An interesting functionality for CEBA users
would be to provide them with analytical tools.
Hence, in this paper, we aim to investigate using
Elasticsearch as a data warehouse and Kibana as a
Spatial OLAP visualisation tool. Data warehouses
support managers for decision-making (Jarke, 2002),
(Inmon, 2005), (Pinet, 2010). Traditionally, data
warehouses are based on relational data models, but
this type of models is not the most efficient model for
real-time sensor streams. ELK stack is more suitable
for stream management, but this approach does not
provide analytical features as proposed in data
warehouses. The authors of (Bicevska, 2017)
discussed the NoSQL-based data warehouse
solutions and provided some positive points for this
solution. They noted however the lack of reporting
tools compatible with NoSQL systems.
In this paper, we propose a method to model a
spatial data warehouse model with ELK stack. We
present the main structure of a component called IAT
(Integration and Aggregation Tool) that allows users
defining mappings (Lenzerini, 2002) and aggregation
options between sensors sources and a target index in
Elasticsearch. IAT acts as a streaming ETL (Sabtu,
2017). It continuously extracts records from Logstash
aggregate records, transforms and maps them
according to the output schema. The output data is in
JSON format and is stored in an Elasticsearch index.
Elasticsearch (ES) is powerful in search and
aggregation queries but less for join queries (Pilato,
2017). Hence, we store the data going out from IAT
in one ES index.
The paper is organised as follows. In the next
section, we present some related work. In section 3,
we present our work and the architecture composed
of the ELK stack, as well as the use case for analytical
queries. We present the functionalities of IAT
components through the use case. Finally, we present
an example of measurement station dashboard for our
use case and we conclude.
2 BACKGROUND AND RELATED
WORK
In this section, we present the main related work and
concepts related to our paper topic, i.e., sensor data,
spatial data warehouse, ETL process, ELK stack.
2.1 Sensor Data
Sensors are popular technology solutions to collect
environmental data. With the developing
technologies, there are many kinds of environmental
sensors, e.g., (Werner-Allen, 2006), (Yick, 2008),
(Richter, 2009), (Noury, 2018).
Usually, sensor data are georeferenced data. The
records consist of measurements or observations got
at a specific location (geo-point) or within a specific
area (geo-shape). The geographical information in the
measurement is usually the physical location of the
sensor. In CEBA, data collected from sensors are
georeferenced data.
2.2 Data Warehouse and Spatial Data
Warehouse
In principle, data warehouses are designed for
analytical queries (Inmon, 2005). Data can be
arranged into either as facts or dimensions and mainly
modelled in a star or snow-flake schema. Facts
consist mainly of measures or metrics (i.e., the data to
analyse), and dimensions are mainly descriptive and
upon which the aggregation are processed (Jarke,
2002). Data warehouses can be represented in a
multidimensional conceptual model. The
multidimensional data structures are also called data
cubes. Users can analyse data using online analytical
processing (OLAP) tools. The most popular OLAP
operations are roll up, roll down, slicing, and dicing
(Matei, 2014).
Spatial data warehouses and OLAP tools extend
these concepts. They especially provide support to
store, aggregate and analyse geographical data
(Nipun Garg, 2011). In spatial data warehouses, facts
and dimensions may be spatial objects.
2.3 Batch and Streaming ETL (Extract
Transform Load)
Traditionally, ETL is a process for (i) extracting data
from multiple sources, (ii) transforming and (iii)
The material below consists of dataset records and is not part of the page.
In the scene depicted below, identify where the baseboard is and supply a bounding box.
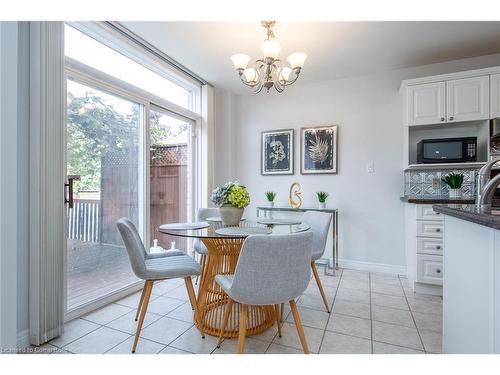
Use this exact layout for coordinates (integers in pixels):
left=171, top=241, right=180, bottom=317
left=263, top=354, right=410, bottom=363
left=17, top=329, right=30, bottom=349
left=413, top=283, right=443, bottom=297
left=339, top=259, right=406, bottom=275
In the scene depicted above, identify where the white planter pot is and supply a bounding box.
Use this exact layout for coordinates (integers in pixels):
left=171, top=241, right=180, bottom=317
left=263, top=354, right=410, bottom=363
left=219, top=204, right=245, bottom=227
left=448, top=189, right=462, bottom=199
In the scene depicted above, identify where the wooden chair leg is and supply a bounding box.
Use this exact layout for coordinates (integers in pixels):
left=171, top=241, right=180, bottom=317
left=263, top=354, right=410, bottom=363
left=311, top=262, right=330, bottom=313
left=238, top=305, right=248, bottom=354
left=195, top=254, right=207, bottom=285
left=290, top=300, right=309, bottom=354
left=217, top=298, right=233, bottom=348
left=184, top=276, right=205, bottom=338
left=135, top=282, right=146, bottom=322
left=274, top=304, right=281, bottom=337
left=132, top=280, right=153, bottom=353
left=194, top=254, right=206, bottom=285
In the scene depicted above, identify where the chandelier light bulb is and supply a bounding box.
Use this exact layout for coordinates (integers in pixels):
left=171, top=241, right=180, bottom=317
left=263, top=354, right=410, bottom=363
left=231, top=21, right=307, bottom=93
left=278, top=66, right=292, bottom=82
left=286, top=52, right=307, bottom=69
left=261, top=39, right=281, bottom=59
left=231, top=53, right=250, bottom=69
left=243, top=68, right=258, bottom=84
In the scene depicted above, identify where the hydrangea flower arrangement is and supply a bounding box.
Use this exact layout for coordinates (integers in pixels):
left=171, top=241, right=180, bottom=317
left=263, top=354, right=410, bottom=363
left=211, top=181, right=250, bottom=208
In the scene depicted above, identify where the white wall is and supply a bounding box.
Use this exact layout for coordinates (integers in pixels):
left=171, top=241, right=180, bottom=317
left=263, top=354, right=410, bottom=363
left=214, top=89, right=236, bottom=184
left=221, top=54, right=500, bottom=272
left=0, top=22, right=29, bottom=349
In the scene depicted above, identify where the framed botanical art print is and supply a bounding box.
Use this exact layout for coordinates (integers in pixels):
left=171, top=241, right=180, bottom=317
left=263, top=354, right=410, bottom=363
left=300, top=125, right=338, bottom=174
left=260, top=129, right=294, bottom=175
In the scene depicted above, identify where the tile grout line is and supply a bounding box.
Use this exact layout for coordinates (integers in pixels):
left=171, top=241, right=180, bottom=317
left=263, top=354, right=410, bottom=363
left=398, top=275, right=427, bottom=354
left=318, top=268, right=344, bottom=354
left=368, top=272, right=373, bottom=354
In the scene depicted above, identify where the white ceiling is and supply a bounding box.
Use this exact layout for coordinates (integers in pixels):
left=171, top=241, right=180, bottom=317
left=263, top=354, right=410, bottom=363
left=122, top=22, right=500, bottom=94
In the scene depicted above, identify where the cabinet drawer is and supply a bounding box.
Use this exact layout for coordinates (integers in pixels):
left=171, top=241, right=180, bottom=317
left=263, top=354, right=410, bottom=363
left=417, top=254, right=443, bottom=285
left=417, top=237, right=444, bottom=255
left=417, top=220, right=444, bottom=238
left=417, top=204, right=443, bottom=221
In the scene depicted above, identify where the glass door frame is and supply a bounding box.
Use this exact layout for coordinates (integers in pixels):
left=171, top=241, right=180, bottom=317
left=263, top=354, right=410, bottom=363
left=63, top=57, right=202, bottom=321
left=144, top=103, right=200, bottom=254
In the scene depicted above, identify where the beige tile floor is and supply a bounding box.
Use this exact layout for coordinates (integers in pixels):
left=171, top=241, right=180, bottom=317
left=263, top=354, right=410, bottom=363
left=39, top=269, right=442, bottom=354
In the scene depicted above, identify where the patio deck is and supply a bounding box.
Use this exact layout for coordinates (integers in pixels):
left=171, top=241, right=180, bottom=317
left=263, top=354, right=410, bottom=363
left=67, top=240, right=138, bottom=310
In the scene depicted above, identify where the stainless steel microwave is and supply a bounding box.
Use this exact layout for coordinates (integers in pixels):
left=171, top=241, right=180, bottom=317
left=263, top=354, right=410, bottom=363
left=417, top=137, right=477, bottom=164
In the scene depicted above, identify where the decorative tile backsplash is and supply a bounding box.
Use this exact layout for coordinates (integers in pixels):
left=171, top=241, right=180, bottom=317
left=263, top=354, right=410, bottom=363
left=404, top=167, right=480, bottom=198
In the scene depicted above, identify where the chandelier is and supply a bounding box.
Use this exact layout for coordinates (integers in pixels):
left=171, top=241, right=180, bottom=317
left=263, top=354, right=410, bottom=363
left=231, top=21, right=307, bottom=93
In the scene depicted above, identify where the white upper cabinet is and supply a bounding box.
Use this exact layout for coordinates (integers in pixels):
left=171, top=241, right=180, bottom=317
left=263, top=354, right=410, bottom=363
left=446, top=76, right=490, bottom=122
left=490, top=74, right=500, bottom=118
left=407, top=82, right=446, bottom=126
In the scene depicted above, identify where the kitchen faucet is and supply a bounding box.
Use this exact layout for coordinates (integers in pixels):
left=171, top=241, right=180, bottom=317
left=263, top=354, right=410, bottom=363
left=476, top=158, right=500, bottom=212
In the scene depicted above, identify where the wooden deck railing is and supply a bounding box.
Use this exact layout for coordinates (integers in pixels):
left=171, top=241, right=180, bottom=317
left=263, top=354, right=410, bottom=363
left=66, top=199, right=101, bottom=242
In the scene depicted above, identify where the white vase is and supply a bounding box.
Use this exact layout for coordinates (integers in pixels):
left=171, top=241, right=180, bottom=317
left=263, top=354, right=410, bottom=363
left=448, top=189, right=462, bottom=199
left=219, top=204, right=245, bottom=227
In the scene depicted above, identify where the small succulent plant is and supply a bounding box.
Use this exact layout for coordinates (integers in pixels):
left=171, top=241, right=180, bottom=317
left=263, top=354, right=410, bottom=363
left=265, top=191, right=276, bottom=202
left=316, top=191, right=329, bottom=203
left=442, top=172, right=464, bottom=189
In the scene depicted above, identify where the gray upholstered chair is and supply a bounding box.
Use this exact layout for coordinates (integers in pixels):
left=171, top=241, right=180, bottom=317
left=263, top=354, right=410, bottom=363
left=116, top=218, right=205, bottom=353
left=193, top=208, right=219, bottom=283
left=302, top=211, right=332, bottom=313
left=215, top=231, right=313, bottom=354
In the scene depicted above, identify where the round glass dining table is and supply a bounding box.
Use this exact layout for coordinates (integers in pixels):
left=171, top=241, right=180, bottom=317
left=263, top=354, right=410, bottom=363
left=158, top=219, right=310, bottom=338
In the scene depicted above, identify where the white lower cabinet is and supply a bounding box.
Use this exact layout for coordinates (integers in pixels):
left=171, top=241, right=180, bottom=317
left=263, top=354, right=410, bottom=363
left=417, top=254, right=443, bottom=285
left=405, top=203, right=444, bottom=295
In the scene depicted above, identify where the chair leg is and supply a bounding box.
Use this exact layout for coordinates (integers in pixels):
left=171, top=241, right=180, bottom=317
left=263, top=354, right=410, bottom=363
left=311, top=262, right=330, bottom=313
left=195, top=254, right=207, bottom=284
left=132, top=280, right=153, bottom=353
left=290, top=299, right=309, bottom=354
left=184, top=276, right=205, bottom=338
left=217, top=298, right=233, bottom=348
left=238, top=305, right=248, bottom=354
left=274, top=304, right=281, bottom=337
left=135, top=282, right=146, bottom=322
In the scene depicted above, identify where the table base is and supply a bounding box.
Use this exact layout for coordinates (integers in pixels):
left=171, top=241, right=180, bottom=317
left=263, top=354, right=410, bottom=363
left=195, top=238, right=275, bottom=338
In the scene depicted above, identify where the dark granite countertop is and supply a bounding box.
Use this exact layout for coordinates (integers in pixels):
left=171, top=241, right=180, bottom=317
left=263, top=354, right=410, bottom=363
left=399, top=195, right=474, bottom=204
left=432, top=204, right=500, bottom=230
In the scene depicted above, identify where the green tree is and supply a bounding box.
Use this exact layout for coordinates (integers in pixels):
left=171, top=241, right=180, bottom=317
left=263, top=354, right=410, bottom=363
left=67, top=93, right=139, bottom=191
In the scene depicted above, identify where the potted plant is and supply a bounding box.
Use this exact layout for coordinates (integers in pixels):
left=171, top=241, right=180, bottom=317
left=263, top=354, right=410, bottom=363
left=316, top=191, right=328, bottom=209
left=211, top=181, right=250, bottom=226
left=442, top=172, right=464, bottom=198
left=265, top=191, right=276, bottom=207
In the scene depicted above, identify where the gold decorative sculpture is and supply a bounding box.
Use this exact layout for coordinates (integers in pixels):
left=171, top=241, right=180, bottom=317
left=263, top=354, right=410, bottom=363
left=290, top=182, right=302, bottom=208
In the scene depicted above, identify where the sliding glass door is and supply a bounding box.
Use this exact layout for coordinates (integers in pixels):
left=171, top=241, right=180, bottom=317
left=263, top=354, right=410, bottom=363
left=65, top=23, right=203, bottom=318
left=149, top=108, right=195, bottom=251
left=66, top=79, right=143, bottom=310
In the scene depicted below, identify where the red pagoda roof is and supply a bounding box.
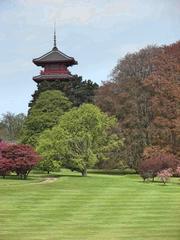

loading them into a data warehouse (Bansal, 2015).
Batch ETL corresponds to the ETL process, it is
triggered at a specific time and which processes a
large volume of data in one time.
The streaming ETL is an enhanced approach of
the ETL process. It executes the ETL process in near
real-time. This approach solves the limitations of the
batch ETL for streaming data and allows analysing
data in a short time after it is produced by the sources.
2.4 ELK Stack
ELK stack (Elasticsearch, 2020) is composed of four
main open-source projects: Beats, Logstash,
Elasticsearch, and Kibana. Beats are data shippers.